Sen. Catherine Cortez Masto (D) beat former Rep. Joe Heck (R) by about 2 points, and postelection surveys point to Heck’s opposition to solar energy and apparent ties to the Koch brothers as particularly distasteful to Nevada voters (E&E News PM, Nov. 21, 2016).

"There are many states, including red states, where on, say, renewable energy and reducing carbon pollution, are popular with the public and state officials are open to them," said Goldston. "That doesn’t change given the outcome of the federal election."

This shift accompanies a similar pivot among Democrats as the party confronts a deficit in state control. The GOP controls 68 of 98 partisan state legislative chambers and has full control of 25, compared with just six for the Democratic Party. Democrats and environmentalists alike see the 2020 elections, followed by redistricting of House districts, as critical to the U.S.’s political future.

This year, strategists expect the Virginia and New Jersey gubernatorial races to receive attention from advocacy groups. Virginia matters in particular for environmentalists: Outgoing Gov. Terry McAuliffe (D) has been an ally and likely GOP nominee Ed Gillespie has ties to the fossil fuel industry.

Some environmental groups like Climate Hawks are looking to establish a more powerful local presence. Others, like NextGen Climate and the Sierra Club, have existing local organizing structures. Pierce, Sierra Club’s legislative director, noted that they can activate members for issues at the lowest levels of government and have lobbyists in nearly all state capitals.

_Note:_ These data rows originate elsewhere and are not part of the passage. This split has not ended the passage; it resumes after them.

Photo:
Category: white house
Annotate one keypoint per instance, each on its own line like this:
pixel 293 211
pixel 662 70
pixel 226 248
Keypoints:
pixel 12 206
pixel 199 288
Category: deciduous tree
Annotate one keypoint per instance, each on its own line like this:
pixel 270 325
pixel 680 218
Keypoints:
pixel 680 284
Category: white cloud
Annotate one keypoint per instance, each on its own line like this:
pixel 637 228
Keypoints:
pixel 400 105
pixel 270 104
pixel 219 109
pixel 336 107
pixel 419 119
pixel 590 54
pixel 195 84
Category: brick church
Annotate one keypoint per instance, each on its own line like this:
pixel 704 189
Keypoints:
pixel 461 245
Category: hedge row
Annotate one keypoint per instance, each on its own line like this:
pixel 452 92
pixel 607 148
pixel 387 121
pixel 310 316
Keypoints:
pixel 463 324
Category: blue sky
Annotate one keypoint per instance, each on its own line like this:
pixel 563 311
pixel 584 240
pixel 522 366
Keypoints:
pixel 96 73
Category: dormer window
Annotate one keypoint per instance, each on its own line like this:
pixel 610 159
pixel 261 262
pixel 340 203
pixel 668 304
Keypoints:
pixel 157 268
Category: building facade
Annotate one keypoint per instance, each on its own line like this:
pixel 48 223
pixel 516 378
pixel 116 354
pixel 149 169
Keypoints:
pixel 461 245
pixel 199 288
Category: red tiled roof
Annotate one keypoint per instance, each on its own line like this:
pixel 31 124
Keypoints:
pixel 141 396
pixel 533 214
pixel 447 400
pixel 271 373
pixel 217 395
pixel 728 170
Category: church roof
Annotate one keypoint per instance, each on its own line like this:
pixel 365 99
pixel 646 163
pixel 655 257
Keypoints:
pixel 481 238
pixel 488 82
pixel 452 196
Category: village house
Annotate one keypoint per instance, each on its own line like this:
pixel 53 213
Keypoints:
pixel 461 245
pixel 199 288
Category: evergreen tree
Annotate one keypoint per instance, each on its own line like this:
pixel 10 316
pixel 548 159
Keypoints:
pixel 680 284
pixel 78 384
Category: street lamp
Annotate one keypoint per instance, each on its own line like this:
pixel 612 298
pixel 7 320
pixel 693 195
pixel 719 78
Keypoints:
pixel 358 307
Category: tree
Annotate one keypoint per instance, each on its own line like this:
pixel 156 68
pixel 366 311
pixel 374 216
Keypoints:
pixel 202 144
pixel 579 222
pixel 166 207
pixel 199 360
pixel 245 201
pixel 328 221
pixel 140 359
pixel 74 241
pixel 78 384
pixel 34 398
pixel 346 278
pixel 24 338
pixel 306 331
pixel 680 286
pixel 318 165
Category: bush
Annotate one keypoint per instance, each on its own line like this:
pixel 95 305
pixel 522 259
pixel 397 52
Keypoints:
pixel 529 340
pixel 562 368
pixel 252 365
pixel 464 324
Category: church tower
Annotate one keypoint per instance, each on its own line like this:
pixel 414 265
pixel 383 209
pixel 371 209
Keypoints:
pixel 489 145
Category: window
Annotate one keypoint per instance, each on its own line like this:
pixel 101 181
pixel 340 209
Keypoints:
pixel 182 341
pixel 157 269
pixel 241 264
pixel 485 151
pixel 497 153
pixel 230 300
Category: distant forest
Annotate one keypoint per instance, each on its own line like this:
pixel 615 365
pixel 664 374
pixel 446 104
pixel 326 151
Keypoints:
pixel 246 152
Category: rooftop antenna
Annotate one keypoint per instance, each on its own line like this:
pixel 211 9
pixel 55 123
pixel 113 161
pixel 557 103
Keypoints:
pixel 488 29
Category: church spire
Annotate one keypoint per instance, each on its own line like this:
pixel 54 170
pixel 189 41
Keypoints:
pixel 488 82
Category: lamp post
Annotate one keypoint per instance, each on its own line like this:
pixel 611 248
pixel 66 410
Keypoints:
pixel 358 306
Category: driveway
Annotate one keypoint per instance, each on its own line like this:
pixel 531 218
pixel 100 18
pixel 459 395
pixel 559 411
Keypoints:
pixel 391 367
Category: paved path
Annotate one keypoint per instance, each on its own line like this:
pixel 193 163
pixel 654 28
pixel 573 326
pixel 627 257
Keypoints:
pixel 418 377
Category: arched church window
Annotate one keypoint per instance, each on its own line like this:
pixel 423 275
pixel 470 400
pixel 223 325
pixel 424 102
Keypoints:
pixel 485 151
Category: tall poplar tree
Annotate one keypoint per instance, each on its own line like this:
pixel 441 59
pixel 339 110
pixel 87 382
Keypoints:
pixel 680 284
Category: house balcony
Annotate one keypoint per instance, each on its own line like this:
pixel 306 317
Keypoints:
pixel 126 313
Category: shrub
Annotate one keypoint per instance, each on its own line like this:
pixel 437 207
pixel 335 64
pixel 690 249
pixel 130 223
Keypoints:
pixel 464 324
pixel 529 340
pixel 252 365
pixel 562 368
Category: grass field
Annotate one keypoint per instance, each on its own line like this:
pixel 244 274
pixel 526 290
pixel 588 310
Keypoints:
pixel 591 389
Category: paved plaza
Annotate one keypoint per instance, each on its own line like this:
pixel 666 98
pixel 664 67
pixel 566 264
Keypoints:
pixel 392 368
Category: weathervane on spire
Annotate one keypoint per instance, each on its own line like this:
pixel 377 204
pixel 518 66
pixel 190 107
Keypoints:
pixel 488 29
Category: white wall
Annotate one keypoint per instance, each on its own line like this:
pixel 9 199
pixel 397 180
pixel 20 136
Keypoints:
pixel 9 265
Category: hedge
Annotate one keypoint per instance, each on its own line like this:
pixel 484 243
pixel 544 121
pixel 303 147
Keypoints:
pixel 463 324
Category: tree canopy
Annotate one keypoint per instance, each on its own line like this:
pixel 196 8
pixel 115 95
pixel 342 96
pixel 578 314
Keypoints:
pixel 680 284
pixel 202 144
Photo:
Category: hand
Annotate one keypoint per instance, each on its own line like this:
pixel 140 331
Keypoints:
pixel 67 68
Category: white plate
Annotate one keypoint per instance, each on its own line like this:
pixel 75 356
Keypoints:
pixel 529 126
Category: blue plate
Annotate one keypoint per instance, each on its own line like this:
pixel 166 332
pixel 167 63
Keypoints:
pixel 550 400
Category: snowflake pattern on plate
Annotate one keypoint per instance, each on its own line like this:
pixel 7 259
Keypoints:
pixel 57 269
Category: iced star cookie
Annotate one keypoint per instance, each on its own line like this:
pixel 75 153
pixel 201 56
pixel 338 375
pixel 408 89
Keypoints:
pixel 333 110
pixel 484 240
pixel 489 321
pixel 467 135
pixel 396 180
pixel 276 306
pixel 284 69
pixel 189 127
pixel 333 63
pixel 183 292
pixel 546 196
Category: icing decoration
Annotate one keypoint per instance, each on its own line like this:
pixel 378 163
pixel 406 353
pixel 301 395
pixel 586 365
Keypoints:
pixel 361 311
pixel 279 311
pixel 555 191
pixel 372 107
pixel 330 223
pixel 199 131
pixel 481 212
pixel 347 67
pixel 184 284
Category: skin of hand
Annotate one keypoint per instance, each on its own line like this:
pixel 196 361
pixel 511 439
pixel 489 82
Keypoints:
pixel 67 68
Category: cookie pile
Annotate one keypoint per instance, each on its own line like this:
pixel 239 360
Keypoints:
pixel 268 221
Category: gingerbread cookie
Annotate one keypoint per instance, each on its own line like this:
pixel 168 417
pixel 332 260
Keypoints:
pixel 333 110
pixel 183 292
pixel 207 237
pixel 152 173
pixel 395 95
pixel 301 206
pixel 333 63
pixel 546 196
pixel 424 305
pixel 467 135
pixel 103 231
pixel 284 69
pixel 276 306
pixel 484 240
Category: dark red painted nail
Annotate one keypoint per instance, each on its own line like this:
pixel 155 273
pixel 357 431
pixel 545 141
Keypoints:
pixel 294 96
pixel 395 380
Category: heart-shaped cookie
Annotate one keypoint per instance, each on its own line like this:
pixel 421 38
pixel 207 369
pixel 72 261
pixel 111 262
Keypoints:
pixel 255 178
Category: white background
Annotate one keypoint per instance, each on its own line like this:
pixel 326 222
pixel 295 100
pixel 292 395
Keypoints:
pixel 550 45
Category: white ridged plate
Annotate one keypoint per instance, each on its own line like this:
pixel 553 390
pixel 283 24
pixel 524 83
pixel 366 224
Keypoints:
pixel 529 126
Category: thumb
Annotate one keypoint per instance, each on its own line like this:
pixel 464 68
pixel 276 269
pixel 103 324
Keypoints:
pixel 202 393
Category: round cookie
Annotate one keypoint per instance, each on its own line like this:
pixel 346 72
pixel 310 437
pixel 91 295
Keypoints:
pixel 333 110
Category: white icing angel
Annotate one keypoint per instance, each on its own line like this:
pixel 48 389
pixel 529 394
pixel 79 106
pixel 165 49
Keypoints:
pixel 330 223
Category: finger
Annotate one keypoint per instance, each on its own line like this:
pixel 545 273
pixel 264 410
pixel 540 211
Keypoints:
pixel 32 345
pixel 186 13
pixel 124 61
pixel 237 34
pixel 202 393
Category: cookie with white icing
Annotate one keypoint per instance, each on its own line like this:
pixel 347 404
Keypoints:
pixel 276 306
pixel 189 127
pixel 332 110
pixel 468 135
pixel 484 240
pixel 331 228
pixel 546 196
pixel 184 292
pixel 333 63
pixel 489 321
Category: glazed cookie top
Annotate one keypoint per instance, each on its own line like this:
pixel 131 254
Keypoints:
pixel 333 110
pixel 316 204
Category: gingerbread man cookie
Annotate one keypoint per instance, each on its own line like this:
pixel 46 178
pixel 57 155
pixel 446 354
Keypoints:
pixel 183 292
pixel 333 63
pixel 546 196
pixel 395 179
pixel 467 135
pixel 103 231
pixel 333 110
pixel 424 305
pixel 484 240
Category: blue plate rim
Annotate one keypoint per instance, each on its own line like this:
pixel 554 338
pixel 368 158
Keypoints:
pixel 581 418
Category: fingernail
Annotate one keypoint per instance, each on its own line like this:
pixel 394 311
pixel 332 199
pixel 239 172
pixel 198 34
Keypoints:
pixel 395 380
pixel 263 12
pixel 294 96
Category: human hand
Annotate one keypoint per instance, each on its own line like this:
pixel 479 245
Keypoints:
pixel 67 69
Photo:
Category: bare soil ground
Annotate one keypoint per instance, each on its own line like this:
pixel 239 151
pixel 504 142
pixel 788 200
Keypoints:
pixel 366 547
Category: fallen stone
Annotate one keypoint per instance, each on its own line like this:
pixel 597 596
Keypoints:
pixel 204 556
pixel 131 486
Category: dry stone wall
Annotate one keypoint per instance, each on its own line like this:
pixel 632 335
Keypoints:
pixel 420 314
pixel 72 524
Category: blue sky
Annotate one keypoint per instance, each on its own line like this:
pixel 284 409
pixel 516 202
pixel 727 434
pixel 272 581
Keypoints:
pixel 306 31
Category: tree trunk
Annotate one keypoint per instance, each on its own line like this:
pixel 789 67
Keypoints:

County and municipal government is "where decisions that affect people’s lives are being made," she said.

NextGen presents another model for grass-roots organizing. The group registered over 800,000 Californians to vote ahead of the 2016 elections, according to Steyer, and hopes to expand the scope of its focused local organizing.

"From our standpoint, we really believe strongly in the broadest, the most engaged democracy. We believe in the power of the will of the people of the United States," he said.

Going forward

Environmental advocacy plans are still in flux. Trump’s shocking victory forced many to adjust; Pierce said "all of [the Sierra Club’s] best laid plans" were disrupted. Others said they are consumed with opposing Trump’s nominees and recent executive actions and have not had time to set tangible long-term strategy.

But for all the uncertainty surrounding Trump’s tenure, there is one thing environmental advocates know.

"Sleep," Goldston said, "is off the table."